Ela é tratada no GRAAC, o Grupo de Apoio ao Adolescente e à Crianças com Câncer, em São Paulo, que atende principalmente pelo SUS e é referência no tratamento do retinoblastoma.
“A gente é capaz não somente preservar a vida da criança, mas a visão. Mas, para que isso seja feito, a gente precisa do diagnóstico precoce. Primeiro, o exame do olhinho, o teste do olhinho na maternidade, e segundo uma visita ao oftalmologidsta nesse primeiro ano de vida”, diz Monica Cypriano, diretora clínica do GRAAC.
Inteligência artificial amiga dos olhos
A retinopatia diabética é outra doença que atinge os olhos e pode levar à cegueira irreversível. É uma doença que geralmente não tem sintomas na fase inicial e se torna uma ameaça silenciosa para quase 17 milhões de pessoas que sofrem de diabetes, como a engenheira civil Danierick Daneon.
Para ela, o susto chegou aos 23 anos e a retinopatia desenvolveu o glaucoma. “O meu olho direito vê tudo, que nem uma pessoa normal. O esquerdo é como se eu tivesse olhando através de um box de banheiro embaçado com vapor”, conta.
Quanto mais cedo vier o diagnóstico, maiores as chances de preservar a visão. No entanto, na rede pública nem todo mundo consegue chegar a um oftalmologista a tempo. E é aí que a tecnologia pode fazer a diferença.
“Nós desenvolvemos tanto aparelhos que possibilitam fazer o que a gente chama de telemedicina, quanto à inteligência artificial para tentar encurtar o tempo em que o paciente tenha, desde o diagnóstico de uma doença como diabetes, até que ele chegue num serviço especializado”, explica o chefe do setor de retina da Unifesp, Caio Regatieri.
Um celular acoplado numa câmera com uma super lente que pode ir até os pacientes.

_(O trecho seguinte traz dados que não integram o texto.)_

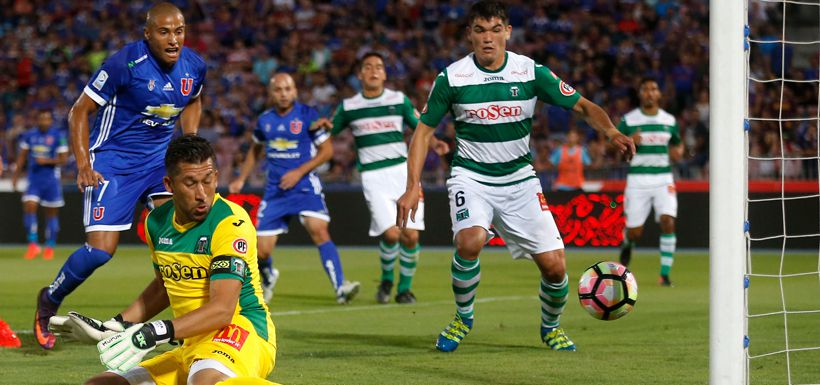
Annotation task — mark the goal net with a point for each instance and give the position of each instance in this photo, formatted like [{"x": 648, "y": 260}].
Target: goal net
[{"x": 782, "y": 197}]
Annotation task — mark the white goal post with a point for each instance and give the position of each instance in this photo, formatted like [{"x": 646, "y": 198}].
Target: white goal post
[{"x": 727, "y": 179}]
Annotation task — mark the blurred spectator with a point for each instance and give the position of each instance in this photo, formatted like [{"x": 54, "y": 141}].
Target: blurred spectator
[{"x": 570, "y": 159}]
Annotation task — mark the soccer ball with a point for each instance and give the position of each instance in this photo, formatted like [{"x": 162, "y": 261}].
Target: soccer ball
[{"x": 608, "y": 290}]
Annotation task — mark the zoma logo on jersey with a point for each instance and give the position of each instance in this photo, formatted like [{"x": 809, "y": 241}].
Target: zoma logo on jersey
[{"x": 494, "y": 112}]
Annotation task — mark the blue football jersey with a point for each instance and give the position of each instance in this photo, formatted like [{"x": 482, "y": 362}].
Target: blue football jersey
[
  {"x": 43, "y": 145},
  {"x": 140, "y": 103},
  {"x": 288, "y": 144}
]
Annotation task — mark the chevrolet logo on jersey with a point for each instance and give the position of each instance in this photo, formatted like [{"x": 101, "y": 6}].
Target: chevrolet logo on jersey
[
  {"x": 281, "y": 144},
  {"x": 165, "y": 111}
]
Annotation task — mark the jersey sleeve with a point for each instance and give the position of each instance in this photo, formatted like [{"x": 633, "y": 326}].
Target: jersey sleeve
[
  {"x": 438, "y": 103},
  {"x": 23, "y": 142},
  {"x": 149, "y": 241},
  {"x": 111, "y": 75},
  {"x": 233, "y": 246},
  {"x": 410, "y": 115},
  {"x": 339, "y": 120},
  {"x": 201, "y": 76},
  {"x": 258, "y": 133},
  {"x": 675, "y": 139},
  {"x": 623, "y": 127},
  {"x": 62, "y": 142},
  {"x": 551, "y": 89}
]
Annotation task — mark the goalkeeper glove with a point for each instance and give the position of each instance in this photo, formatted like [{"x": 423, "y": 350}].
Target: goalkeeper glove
[
  {"x": 86, "y": 329},
  {"x": 125, "y": 350}
]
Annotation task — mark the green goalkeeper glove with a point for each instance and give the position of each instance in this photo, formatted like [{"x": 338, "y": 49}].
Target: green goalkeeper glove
[
  {"x": 86, "y": 329},
  {"x": 125, "y": 350}
]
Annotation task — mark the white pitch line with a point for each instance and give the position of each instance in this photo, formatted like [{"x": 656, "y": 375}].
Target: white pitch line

Um programa de computador que analisa a foto da retina e já dá o primeiro alerta para o médico.
Em busca de um milagre
A cuidadora Jojana Infante tem uma dessas histórias de vida que dariam um filme de superação. Quando trabalhava como vendedora ambulante em uma manifestação na Venezuela, jogaram ácido nos seus olhos e ela ficou cega.
Foi em busca de um “milagre” que ela cruzou a fronteira com o Brasil. Passou por um desafio atrás do outro até chegar a São Paulo e finalmente ouvir do médico uma boa notícia.
“Não vou te dar esperança, mas vou fazer tudo o que está em minhas mãos para você pelo menos enxergar um pouco”, relembrou Jojana.
Ela recebeu uma prótese desenvolvida pelos pesquisadores da Universidade Federal de São Paulo e ainda em fase de testes. A ceratoprótese é usada nos casos em que os transplantes de córnea não são mais indicados. O modelo desenvolvido pela Unifesp é composto por materiais modernos biocompatíveis, que já são estudados em outras áreas da medicina.
A melhora da visão veio rápido para Jojana. Poucas horas depois da cirurgia, ela já pôde tirar o curativo e ver, depois de 10 anos, o rosto do filho.